I know next to nothing about Photoshop, which seems strange because I know computers very well and was, until very recently a network admin for the past eight years. But my wife's a graphic designer so I've just never had any motivation to learn it. I mean, I always tell myself I'm going to sit down and spend some time with it, but since I've got her, I always put that off and instead say, "Hey . . . baby, can take the french fry out of my hand in this photo for me?" Anyway, that's just useless history. I need something now that my wife doesn't know how to do, and I can almost always count on someone here to know the answer.
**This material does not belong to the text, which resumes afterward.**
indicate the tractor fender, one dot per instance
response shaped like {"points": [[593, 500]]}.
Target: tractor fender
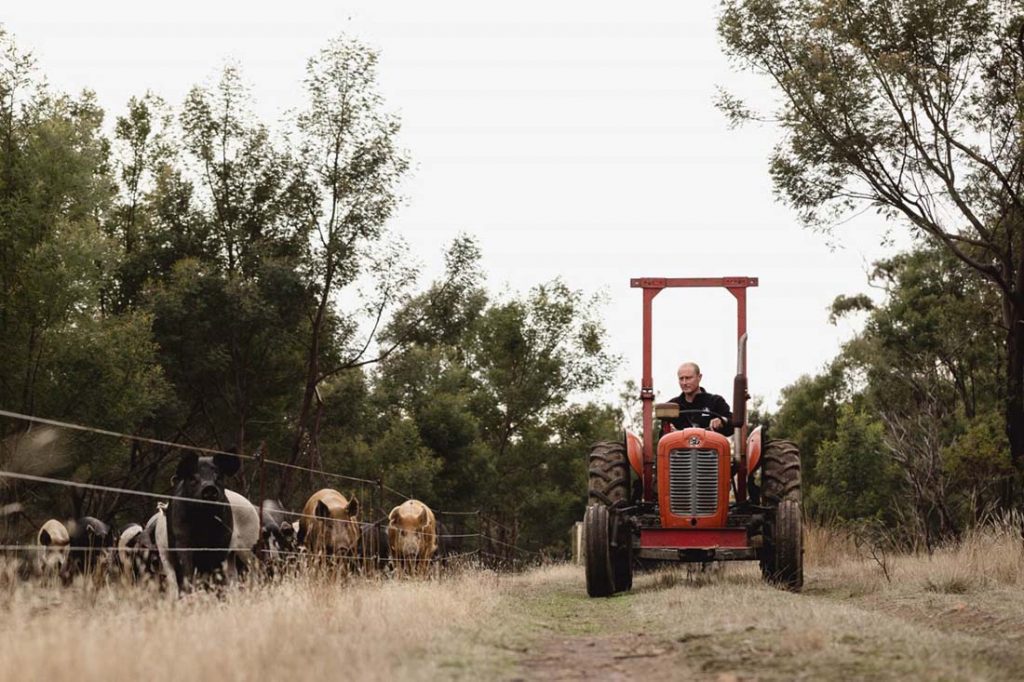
{"points": [[754, 450], [634, 451]]}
I've just set up a photogallery on my website (with help from here, of course

), and I've got a script that will prepare huge groups of pictures and create thumbnails for them, so I can just FTP the whole lot to the server, rather than having to upload them one-by-one though the web-gallery's admin utility. That's all fine, but the pictures from the various digital cameras that are going up on this site run anywhere from 2-5 MB apiece which is, of course, way overkill for a web photogallery, and will also make the pages load much slower. So the pics need resized. My wife can make a droplet for me that will let me just drop an entire folder full of pictures into and it will resize all of them automatically, but she says that she runs into some problems with portrait vs. landscape pictures. Apparently the droplet is like a script that runs a series of actions one at a time. So her first resizing action might be to change the width to 640 pixels and then next will change the height to 480. But, apparently, Photoshop is smart and when it opens a picture that was taken in portrait orientation it will automatically rotate it 90 degrees,
before the droplet has a chance to resize the photo. So the droplet is suddenly changing the wrong dimensions. I suppose one workaround would be to separate all the portrait and landscape photos into separate folders, but that would be annoying and time-consuming, and I assume there is a much better solution.
Any help? Should I even be using Photoshop? Are there any little freeware apps specifically made for batch resizing photos that I should be aware of? Even if so, I suppose my wife would appreciate knowing how to fix her problem in Photoshop, since her life practically revolves around Photoshop and Quark.